Diviser son First Response Time par deux sans dégrader la qualité

Tout le monde veut un FRT plus court. Très peu d'équipes y arrivent sans tomber dans le piège de la réponse réflexe inutile. Voici les leviers qui marchent.

JG
Jérôme Gambiez
Founder, ResponZ

Un FRT à 30 minutes en heures ouvrées qui descend à 15 minutes a beaucoup plus d'impact CSAT que la même conversation qui passe de 5 à 2 minutes. Le ROI est concentré sur la première marche.

1. Trier avant d'assigner

Le bottleneck classique est le routage non intelligent : toutes les conversations arrivent dans la même file et le premier disponible prend. Un tri automatique par complexité estimée + compte (ARR, plan) change radicalement la distribution des délais.

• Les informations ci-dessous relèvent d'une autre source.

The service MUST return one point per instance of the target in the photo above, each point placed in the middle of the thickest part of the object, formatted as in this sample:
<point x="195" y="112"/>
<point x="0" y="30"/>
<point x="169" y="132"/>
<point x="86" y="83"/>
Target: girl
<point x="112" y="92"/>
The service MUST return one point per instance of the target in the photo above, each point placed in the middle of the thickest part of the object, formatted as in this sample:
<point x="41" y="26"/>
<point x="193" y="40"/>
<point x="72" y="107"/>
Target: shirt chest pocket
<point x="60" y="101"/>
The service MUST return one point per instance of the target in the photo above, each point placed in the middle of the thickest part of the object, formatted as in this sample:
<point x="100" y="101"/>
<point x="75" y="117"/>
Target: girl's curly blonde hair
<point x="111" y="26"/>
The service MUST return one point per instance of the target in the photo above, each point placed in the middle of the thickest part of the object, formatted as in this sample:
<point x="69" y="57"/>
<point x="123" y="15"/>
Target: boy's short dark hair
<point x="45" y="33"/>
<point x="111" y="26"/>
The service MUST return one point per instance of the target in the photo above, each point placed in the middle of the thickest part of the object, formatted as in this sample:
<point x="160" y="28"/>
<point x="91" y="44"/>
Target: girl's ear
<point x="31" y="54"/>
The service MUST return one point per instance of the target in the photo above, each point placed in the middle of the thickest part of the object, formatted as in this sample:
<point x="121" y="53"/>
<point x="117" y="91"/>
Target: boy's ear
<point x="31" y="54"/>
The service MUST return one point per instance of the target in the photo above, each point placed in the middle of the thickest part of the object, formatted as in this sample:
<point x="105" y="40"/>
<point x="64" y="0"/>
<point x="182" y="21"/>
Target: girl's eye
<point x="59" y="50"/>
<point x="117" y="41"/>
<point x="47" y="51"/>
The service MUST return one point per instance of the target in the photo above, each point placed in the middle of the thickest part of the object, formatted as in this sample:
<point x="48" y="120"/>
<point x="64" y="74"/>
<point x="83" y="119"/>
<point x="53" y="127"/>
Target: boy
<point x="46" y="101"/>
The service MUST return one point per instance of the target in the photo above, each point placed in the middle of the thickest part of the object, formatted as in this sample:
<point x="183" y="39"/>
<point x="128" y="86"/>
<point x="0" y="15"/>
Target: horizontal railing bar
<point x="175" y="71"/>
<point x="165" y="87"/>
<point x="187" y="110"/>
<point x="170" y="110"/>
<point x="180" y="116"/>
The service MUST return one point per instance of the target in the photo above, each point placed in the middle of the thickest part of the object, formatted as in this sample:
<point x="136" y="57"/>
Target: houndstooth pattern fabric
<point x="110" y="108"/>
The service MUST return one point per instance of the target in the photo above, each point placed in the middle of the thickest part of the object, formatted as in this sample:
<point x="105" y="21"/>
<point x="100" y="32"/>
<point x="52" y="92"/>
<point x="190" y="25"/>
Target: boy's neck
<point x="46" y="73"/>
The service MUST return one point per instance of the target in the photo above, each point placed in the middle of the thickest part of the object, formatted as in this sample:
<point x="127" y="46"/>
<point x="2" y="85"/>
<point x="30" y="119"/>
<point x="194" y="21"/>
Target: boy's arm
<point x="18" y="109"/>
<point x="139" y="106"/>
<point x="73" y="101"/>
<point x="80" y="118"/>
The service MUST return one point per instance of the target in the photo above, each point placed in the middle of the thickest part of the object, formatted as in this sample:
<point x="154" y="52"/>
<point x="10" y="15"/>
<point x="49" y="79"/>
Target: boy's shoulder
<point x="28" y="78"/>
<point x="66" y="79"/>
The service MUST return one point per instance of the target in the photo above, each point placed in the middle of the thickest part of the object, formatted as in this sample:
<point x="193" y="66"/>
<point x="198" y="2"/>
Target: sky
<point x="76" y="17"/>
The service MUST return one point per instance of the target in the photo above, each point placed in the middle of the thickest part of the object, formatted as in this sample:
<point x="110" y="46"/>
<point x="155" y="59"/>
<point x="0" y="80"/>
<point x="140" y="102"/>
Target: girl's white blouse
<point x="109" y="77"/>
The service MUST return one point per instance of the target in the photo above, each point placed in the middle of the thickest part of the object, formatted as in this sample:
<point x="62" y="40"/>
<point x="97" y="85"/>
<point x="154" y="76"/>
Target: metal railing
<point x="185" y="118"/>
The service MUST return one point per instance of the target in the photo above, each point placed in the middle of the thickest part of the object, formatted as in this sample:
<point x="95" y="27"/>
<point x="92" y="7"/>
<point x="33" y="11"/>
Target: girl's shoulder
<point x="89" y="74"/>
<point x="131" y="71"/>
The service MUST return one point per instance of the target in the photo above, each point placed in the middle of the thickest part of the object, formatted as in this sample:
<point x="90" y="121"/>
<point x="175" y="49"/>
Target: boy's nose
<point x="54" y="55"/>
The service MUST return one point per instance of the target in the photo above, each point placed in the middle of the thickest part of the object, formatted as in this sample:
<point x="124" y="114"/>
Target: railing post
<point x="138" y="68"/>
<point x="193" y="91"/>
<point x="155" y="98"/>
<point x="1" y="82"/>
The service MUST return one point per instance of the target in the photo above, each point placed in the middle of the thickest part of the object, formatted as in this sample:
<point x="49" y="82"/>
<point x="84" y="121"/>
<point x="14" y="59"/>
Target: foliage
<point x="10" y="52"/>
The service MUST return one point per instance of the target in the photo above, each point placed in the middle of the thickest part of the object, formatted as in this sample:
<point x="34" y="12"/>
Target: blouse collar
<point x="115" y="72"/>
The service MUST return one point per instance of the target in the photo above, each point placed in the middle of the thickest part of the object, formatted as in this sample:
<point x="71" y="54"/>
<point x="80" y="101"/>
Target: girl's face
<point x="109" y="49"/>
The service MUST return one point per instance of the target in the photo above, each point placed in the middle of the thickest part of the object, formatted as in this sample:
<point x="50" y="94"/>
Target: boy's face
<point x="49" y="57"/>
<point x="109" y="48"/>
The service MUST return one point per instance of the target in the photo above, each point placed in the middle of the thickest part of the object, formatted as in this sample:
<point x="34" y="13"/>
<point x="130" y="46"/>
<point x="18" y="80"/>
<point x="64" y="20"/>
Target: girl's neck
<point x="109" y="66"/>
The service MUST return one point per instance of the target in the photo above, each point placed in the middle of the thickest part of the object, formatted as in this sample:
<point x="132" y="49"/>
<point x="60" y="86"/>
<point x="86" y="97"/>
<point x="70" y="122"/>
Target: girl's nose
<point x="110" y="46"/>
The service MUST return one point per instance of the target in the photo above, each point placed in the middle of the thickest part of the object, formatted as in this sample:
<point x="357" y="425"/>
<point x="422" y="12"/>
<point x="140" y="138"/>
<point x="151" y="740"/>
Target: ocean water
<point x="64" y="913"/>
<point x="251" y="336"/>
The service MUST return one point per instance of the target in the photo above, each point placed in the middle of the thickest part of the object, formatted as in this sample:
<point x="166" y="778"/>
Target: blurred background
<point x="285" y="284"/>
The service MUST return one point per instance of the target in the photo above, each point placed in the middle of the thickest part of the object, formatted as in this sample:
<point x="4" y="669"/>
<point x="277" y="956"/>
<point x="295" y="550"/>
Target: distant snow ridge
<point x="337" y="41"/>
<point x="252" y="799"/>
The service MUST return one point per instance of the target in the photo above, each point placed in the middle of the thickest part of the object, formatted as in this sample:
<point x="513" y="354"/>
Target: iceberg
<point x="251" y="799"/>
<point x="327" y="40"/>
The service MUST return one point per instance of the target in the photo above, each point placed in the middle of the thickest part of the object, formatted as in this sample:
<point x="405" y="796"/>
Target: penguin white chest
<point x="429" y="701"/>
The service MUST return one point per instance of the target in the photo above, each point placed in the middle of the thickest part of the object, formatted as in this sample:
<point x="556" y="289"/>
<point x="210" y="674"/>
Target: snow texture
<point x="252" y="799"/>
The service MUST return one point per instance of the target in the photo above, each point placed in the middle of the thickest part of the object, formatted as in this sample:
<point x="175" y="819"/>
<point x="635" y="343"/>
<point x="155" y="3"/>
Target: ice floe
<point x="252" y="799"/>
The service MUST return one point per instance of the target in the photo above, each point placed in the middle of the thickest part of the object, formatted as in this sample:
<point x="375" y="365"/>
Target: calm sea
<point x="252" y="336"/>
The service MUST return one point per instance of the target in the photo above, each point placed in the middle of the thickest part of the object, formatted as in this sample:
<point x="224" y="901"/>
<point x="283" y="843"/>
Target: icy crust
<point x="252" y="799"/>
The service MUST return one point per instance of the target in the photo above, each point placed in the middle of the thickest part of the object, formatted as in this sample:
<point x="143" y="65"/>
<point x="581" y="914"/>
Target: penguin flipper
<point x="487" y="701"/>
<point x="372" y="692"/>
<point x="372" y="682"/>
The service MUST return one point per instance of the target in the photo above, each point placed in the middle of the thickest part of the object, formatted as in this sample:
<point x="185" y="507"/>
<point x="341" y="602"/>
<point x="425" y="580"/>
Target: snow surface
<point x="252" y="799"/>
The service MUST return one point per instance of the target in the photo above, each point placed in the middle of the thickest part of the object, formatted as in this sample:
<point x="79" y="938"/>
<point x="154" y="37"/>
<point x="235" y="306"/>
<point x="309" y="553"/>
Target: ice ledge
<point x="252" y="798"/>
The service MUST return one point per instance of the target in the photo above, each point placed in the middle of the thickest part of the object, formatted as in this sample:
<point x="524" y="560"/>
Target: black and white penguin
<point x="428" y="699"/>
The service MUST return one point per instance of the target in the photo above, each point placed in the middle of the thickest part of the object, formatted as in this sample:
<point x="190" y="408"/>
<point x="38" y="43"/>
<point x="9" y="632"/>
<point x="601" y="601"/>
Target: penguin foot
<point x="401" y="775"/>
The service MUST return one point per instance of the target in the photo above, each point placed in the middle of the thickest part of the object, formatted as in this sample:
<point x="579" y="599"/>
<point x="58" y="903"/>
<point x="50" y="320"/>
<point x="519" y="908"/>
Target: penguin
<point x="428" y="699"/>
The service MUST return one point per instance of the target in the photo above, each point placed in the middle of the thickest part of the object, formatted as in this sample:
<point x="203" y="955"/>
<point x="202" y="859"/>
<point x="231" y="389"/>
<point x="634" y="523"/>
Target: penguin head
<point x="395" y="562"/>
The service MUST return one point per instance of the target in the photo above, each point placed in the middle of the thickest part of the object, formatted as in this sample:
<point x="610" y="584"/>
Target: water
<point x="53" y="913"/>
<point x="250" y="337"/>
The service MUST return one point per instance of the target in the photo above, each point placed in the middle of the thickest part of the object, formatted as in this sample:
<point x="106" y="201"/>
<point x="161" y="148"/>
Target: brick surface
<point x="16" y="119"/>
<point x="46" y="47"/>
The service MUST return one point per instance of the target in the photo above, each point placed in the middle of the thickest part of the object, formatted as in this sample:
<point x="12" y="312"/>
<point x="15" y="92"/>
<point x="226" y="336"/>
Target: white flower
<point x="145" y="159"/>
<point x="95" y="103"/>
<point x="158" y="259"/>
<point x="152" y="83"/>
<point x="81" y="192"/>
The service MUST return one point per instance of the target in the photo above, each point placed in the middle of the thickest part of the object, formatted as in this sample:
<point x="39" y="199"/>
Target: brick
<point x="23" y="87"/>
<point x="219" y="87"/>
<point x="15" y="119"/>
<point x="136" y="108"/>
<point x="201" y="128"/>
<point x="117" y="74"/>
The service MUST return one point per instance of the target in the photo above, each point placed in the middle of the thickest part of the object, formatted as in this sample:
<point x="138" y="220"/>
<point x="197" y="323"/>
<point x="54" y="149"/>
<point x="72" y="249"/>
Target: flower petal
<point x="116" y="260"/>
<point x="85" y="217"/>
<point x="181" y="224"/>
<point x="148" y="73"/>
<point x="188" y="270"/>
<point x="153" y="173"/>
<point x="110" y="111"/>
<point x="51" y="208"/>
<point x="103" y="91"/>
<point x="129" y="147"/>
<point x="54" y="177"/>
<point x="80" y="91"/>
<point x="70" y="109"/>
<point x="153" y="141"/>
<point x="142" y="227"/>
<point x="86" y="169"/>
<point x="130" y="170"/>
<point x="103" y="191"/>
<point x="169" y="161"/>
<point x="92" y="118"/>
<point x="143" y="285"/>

2. Macros contextualisées, pas génériques

  • Une macro qui ouvre par "Pouvez-vous me confirmer X ?" et qui pré-remplit X avec une variable produit fait gagner 90 secondes vs une macro générique.
  • Les macros doivent vivre dans le produit (raccourcis clavier agent), pas dans un wiki à côté.

3. Préqualification IA avant l'humain

Une IA qui pose 2 questions de qualification automatiquement réduit d'environ 40 % le nombre d'allers-retours côté agent humain — sans remplacer l'humain pour la résolution.

Garde-fou qualité

Mesurez en parallèle le taux de réponses utiles au premier coup (la première réponse contient-elle déjà la réponse, ou juste un acknowledgment ?). Le FRT seul peut s'améliorer en dégradant ce ratio — ce qui dégrade le CSAT.

4. Couvrir les pics, pas la moyenne

90 % des breach FRT arrivent dans 10 % du temps. Une rotation de 2 agents avec capacité réservée sur les fenêtres à risque (lundi matin, lendemain de release) résout plus que de recruter un ETP supplémentaire qu'on dilue toute la semaine.

5. Faire vivre le board en temps réel

Un dashboard FRT mis à jour toutes les 15 secondes change le comportement de l'équipe. Un rapport hebdomadaire ne change rien. L'écart est dans la boucle de feedback.